Schön zu lesen, dass es auch so geht, und die Menschen nicht durch Rentenkürzkung und Armut dazu getrieben werden, länger zu arbeiten.

13 Jahre zuvor

Könnte ich mir das Hubersche Knie kurz ausleihen? Ich würde gerne wissen, wie das Wetter in den ersten Juniwochen in der Gegend um Coburg so sein wird 🙂 ..

Tanja
13 Jahre zuvor

Ich dachte, Carlos wäre der Mann im Keller? Oder ist das ein anderer Keller? 😉

bee
13 Jahre zuvor

Warum soll man die Erfahrung eines alten Hasen brachliegen lassen? Ich bin mir sicher, dass er vor allem für Auszubildende von großem Vorteil ist, so einen Ansprechpartner zu haben, der im Bestatterberuf schon so gut wie alles erlebt haben dürfte.

adriana
13 Jahre zuvor

Für Euch und den Huber mag das eine Win-Win-Situation sein.

Im Gesamtbild find ich es aber einfach nur erschreckend und erschütternd, dass die (Lohn-/Erwerbs-)Arbeit das Leben der Menschen so sehr beherrscht, dass sie ohne einfach nur wegsterben würden. Was da für eine Perversion dahintersteckt, gehört zwar nicht hier her, sollte aber viel öfter mal überdacht werden.

13 Jahre zuvor

@Adriana: Warum Perversion? Der Mensch ist ein Sozialtier, er braucht Aufgaben. Viele Leute sind alleine, sie haben ihren Lebensrhythmus und werden von jetzt auf gleich gezwungen, den komplett umzukrempeln. Das ist für keinen gesund – Tom hats ausgedrückt: „Ein tiefes Loch“. Man fühlt sich nicht mehr gebraucht, und darauf kommts doch an.

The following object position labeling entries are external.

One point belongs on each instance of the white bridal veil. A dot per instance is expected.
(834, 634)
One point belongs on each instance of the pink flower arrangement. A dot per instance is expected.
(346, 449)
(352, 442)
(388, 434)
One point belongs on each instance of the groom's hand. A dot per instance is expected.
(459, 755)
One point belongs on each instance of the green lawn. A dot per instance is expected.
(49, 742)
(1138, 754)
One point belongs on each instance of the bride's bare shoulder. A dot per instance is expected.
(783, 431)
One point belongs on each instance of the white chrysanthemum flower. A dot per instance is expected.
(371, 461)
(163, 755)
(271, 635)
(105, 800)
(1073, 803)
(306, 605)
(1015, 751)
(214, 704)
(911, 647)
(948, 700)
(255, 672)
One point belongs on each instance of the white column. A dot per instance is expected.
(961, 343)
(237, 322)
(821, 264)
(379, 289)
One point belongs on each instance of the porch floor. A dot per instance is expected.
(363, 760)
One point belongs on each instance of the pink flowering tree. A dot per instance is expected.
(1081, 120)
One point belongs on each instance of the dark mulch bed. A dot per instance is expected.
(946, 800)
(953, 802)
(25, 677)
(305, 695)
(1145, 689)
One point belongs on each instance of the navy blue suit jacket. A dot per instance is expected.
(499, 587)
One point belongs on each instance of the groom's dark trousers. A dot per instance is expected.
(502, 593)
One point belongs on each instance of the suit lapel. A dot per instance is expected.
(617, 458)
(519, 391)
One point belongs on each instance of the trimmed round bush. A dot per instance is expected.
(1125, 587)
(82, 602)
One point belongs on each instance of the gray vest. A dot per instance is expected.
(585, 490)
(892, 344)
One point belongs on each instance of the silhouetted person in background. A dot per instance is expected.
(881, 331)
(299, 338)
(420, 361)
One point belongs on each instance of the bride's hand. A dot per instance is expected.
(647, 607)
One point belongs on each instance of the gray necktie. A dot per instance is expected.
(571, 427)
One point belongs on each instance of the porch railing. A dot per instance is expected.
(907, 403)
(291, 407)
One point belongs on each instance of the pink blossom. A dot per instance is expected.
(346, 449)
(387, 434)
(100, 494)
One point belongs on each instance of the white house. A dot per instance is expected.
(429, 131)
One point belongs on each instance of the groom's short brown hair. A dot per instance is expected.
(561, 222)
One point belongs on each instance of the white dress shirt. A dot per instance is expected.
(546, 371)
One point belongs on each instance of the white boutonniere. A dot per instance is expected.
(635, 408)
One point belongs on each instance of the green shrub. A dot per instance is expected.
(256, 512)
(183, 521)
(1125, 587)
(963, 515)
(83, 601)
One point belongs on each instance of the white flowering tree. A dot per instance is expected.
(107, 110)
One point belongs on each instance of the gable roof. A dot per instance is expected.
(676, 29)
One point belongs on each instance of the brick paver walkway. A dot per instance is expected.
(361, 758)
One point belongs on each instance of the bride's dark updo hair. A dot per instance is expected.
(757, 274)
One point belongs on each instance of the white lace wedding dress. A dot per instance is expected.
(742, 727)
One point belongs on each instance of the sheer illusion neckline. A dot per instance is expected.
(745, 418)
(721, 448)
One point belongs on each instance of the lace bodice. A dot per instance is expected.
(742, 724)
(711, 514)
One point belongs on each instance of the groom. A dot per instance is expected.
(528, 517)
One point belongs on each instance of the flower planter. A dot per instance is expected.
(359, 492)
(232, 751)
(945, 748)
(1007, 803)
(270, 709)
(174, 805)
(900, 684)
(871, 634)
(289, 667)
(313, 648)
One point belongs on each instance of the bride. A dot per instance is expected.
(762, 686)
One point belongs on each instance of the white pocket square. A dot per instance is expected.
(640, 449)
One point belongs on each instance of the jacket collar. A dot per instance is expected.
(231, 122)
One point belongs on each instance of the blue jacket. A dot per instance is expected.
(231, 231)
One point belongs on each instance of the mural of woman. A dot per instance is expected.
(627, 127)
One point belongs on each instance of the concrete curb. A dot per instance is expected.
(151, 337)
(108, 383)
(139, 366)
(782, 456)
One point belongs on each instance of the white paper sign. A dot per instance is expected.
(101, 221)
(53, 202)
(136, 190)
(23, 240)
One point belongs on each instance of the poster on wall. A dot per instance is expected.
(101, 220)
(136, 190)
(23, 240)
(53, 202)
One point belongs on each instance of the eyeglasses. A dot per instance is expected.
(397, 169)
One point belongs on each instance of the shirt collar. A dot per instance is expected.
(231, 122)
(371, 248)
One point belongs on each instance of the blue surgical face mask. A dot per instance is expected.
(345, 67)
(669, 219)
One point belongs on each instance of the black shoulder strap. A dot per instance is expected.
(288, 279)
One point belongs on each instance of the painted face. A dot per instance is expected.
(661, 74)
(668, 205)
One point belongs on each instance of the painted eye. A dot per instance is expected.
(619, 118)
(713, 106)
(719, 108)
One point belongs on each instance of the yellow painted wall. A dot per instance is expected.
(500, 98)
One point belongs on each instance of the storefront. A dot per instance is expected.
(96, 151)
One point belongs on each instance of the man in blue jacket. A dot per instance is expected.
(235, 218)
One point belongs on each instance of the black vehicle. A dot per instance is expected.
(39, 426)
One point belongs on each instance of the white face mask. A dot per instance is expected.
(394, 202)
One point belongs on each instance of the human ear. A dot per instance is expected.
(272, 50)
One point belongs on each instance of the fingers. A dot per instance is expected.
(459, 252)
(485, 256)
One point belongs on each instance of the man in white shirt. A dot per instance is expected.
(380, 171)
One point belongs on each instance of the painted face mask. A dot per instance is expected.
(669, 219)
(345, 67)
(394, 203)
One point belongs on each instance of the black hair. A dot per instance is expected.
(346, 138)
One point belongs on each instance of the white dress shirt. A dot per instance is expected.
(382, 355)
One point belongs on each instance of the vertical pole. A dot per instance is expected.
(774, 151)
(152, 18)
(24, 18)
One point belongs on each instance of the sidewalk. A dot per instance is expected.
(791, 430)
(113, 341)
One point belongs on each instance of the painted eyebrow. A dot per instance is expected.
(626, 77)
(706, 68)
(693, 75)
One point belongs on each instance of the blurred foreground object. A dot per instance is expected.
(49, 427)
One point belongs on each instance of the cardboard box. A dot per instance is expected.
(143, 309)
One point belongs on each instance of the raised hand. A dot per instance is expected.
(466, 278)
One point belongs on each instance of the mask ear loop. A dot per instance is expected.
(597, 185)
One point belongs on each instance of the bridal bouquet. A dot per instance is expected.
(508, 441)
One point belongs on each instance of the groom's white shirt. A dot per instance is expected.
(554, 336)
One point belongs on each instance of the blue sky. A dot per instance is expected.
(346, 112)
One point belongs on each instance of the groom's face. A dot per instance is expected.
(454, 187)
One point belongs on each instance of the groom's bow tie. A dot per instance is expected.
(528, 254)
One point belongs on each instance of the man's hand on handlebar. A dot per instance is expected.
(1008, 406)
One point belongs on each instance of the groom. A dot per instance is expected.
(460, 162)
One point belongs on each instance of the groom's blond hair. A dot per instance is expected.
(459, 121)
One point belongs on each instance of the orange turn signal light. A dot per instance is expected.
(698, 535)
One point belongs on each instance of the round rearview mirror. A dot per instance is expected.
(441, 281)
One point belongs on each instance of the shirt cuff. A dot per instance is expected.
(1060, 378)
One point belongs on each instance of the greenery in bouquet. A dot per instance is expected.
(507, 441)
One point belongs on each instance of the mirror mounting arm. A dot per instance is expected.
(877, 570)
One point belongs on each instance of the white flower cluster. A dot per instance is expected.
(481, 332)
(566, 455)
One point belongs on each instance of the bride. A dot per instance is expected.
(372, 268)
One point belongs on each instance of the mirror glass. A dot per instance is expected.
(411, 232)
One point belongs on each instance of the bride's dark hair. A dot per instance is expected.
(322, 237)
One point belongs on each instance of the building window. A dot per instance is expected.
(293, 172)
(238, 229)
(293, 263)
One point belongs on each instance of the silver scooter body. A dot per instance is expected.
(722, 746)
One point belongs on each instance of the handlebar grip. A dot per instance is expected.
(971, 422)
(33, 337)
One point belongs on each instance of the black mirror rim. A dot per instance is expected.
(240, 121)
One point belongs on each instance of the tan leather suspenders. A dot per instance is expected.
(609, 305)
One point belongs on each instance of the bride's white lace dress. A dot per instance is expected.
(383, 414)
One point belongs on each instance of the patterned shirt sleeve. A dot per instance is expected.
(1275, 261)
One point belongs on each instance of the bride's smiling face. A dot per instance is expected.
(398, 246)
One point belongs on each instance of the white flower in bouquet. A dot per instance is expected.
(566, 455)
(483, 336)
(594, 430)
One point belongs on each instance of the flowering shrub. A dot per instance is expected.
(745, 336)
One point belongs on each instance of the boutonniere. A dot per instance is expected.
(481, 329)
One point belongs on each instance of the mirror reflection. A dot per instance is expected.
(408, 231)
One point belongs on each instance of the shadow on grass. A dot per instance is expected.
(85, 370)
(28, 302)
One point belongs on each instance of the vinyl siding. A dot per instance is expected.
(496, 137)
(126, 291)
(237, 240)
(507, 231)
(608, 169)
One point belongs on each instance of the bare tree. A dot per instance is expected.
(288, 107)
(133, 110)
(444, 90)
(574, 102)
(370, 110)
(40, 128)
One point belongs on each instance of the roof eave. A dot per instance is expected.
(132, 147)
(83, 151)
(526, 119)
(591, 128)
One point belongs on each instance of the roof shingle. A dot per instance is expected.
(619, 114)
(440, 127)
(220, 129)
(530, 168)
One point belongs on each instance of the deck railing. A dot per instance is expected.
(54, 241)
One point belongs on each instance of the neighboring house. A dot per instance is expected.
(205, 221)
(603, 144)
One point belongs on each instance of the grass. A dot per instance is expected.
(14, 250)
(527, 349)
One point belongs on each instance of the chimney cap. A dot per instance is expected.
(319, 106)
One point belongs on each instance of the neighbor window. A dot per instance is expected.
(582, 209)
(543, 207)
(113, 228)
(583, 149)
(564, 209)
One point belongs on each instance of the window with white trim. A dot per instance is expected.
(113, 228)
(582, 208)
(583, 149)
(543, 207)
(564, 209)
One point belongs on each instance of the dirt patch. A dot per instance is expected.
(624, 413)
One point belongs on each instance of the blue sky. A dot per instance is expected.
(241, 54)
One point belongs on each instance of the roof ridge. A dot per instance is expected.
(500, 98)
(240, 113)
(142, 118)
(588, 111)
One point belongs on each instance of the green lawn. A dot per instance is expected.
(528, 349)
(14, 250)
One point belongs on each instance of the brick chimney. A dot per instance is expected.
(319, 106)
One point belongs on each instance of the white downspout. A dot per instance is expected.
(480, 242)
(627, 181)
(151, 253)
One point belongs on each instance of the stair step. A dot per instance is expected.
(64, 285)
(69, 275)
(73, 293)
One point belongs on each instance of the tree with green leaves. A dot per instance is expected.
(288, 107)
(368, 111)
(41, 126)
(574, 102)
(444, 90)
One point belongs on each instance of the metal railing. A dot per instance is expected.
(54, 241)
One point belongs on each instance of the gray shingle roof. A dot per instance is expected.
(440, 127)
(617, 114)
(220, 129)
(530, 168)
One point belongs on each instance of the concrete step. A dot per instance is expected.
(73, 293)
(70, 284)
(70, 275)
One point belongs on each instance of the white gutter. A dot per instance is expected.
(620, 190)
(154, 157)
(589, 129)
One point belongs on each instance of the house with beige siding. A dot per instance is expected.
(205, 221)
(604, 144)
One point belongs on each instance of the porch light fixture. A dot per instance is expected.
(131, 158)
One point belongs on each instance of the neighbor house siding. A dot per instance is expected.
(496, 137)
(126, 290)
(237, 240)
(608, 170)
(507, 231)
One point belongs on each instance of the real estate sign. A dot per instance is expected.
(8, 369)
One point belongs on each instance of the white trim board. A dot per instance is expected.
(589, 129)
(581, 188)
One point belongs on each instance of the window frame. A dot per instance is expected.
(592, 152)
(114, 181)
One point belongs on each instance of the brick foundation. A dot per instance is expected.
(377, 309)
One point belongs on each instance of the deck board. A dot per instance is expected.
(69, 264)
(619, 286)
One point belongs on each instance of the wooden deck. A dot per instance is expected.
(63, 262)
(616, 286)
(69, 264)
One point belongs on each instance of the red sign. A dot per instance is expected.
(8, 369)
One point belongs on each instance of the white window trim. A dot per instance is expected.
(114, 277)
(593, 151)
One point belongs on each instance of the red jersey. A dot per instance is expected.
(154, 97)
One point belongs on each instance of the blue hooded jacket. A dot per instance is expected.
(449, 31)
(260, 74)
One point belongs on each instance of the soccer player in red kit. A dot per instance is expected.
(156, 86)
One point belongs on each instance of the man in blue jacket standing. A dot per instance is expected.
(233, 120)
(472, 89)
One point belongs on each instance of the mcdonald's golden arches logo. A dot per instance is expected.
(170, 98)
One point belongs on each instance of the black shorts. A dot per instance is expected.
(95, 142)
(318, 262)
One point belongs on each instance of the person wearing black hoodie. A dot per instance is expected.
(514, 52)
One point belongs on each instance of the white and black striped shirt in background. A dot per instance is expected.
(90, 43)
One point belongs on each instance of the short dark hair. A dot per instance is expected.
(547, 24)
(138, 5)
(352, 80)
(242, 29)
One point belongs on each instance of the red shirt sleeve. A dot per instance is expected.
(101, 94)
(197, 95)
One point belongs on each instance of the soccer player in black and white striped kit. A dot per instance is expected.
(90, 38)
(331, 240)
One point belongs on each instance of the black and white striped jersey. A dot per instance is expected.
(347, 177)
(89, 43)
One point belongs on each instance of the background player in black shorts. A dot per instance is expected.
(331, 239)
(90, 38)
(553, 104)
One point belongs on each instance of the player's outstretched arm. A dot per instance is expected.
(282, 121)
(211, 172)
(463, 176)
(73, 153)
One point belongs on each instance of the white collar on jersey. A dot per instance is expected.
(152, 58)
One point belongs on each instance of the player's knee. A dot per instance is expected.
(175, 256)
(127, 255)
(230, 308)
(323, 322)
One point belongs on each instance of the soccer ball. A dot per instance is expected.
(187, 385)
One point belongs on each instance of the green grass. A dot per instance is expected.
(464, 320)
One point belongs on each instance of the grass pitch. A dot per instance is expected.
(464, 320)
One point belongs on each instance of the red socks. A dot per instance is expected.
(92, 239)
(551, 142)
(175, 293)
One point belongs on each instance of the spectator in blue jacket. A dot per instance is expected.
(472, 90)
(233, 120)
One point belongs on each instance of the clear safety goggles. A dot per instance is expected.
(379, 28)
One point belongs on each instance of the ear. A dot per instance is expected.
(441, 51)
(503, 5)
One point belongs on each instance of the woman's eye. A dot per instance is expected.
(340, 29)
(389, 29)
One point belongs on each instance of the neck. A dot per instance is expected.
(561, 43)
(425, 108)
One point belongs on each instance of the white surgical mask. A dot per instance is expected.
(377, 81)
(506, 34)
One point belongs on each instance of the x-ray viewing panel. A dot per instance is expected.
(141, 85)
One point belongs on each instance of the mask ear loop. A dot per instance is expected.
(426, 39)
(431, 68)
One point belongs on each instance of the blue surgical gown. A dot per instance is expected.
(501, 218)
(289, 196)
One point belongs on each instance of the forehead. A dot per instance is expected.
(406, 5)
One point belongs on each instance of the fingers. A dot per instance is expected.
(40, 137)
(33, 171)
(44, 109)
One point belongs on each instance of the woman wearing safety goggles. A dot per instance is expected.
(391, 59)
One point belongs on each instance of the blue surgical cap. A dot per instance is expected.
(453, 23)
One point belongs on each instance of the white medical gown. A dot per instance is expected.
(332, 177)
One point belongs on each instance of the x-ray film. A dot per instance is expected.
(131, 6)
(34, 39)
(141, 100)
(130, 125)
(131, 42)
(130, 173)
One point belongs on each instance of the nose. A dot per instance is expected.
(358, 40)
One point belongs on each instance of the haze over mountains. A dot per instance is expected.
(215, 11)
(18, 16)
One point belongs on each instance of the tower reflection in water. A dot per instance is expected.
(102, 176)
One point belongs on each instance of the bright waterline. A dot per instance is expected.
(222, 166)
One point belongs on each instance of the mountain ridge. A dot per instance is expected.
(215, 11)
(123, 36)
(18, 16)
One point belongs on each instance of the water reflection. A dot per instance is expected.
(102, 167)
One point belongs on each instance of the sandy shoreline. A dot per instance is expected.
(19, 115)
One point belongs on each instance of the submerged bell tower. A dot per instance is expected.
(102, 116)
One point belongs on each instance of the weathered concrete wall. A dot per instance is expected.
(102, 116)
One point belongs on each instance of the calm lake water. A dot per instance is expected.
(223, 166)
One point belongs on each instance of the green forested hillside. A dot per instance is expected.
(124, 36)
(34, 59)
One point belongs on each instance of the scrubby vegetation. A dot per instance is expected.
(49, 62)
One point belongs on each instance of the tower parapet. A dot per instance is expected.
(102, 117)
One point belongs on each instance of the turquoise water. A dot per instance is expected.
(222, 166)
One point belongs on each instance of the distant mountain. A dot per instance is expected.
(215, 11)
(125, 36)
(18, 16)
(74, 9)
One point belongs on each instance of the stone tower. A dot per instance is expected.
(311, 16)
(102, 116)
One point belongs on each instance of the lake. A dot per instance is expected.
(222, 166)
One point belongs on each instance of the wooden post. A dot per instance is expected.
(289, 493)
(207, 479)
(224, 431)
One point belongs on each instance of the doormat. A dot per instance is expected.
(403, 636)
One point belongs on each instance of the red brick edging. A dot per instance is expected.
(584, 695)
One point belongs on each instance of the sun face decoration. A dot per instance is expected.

Tom braucht ihn, aber der alte Huber braucht ihn genauso. Der Lohn ist da zweitrangig, wichtig ist in erster Linie, dass jemand gebraucht wird. Und das Gefühl wird gerade den Alten in den Verwahranstalten aka. altenheim komplett genommen.

Nee is schon gut so.

adriana
13 Jahre zuvor

@Tante Jay:
Zum Spezialfall Huber schrieb ich ja schon, das mag für beide eine Win-Win-Situation sein und wollte das im Speziellen nicht schlechtschreiben.
Nix gegen Aufgaben, beim Sozialtier scheiden sich zwar die Geister, aber lassen wir das mal so stehen.
Die Perversion ist da, wo der sinnstiftende (!) Lebensinhalt der Menschen die Lohn-/Erwerbsarbeit ist. Dass es zu den großen Lebenskrisen gehört, vom Arbeits- ins Rentenalter überzugehen, ist unbestritten, darum geht ’s mir aber gar nicht. Es geht mir darum, dass sich die Perspektive insgesamt auf eine Art und Weise verschoben hat, die der aktuellen und erst Recht der kommenden Realität (=bei weitem nicht genug entlohnte Arbeitsplätze für alle potentiell arbeitsfähigen Personen) nicht mehr gerecht werden kann. Daraus ergibt sich das bekannte ökonomische Problem, aber eben auch ein nicht zu verachtendes psychosoziales, und letzteres wird komplett außer Acht gelassen. Die Probleme, die da noch kommen werden, werden massiv sein.

Arno Nühm
13 Jahre zuvor

[quote]Meinetwegen kann Huber noch bis zu seinem Lebensende hierhin kommen, meinetwegen kann er mit dem Hobel in der Hand umfallen, wenn er das so will.[/quote]
Hofentlich findet Ihr den nicht mal selig lächelnd in einer fertig ausgeschlagenen Holzkiste vor.

DerBayer
13 Jahre zuvor

@adriana

Aber Arbeit muss doch sinnstiftend sein. Sonst macht es keinen Spaß mehr. Man definiert sich auch über seinen Job weil man einen wählt, der zu einem passt und der einem gefällt (wenn es irgendwie möglich ist). Einen großen Teil des sozialen Umfeld hat man auch am Arbeitsplatz. Sinnstiftender gehts meiner Meinung nach kaum. Und falsch ist es somit wohl auch nicht.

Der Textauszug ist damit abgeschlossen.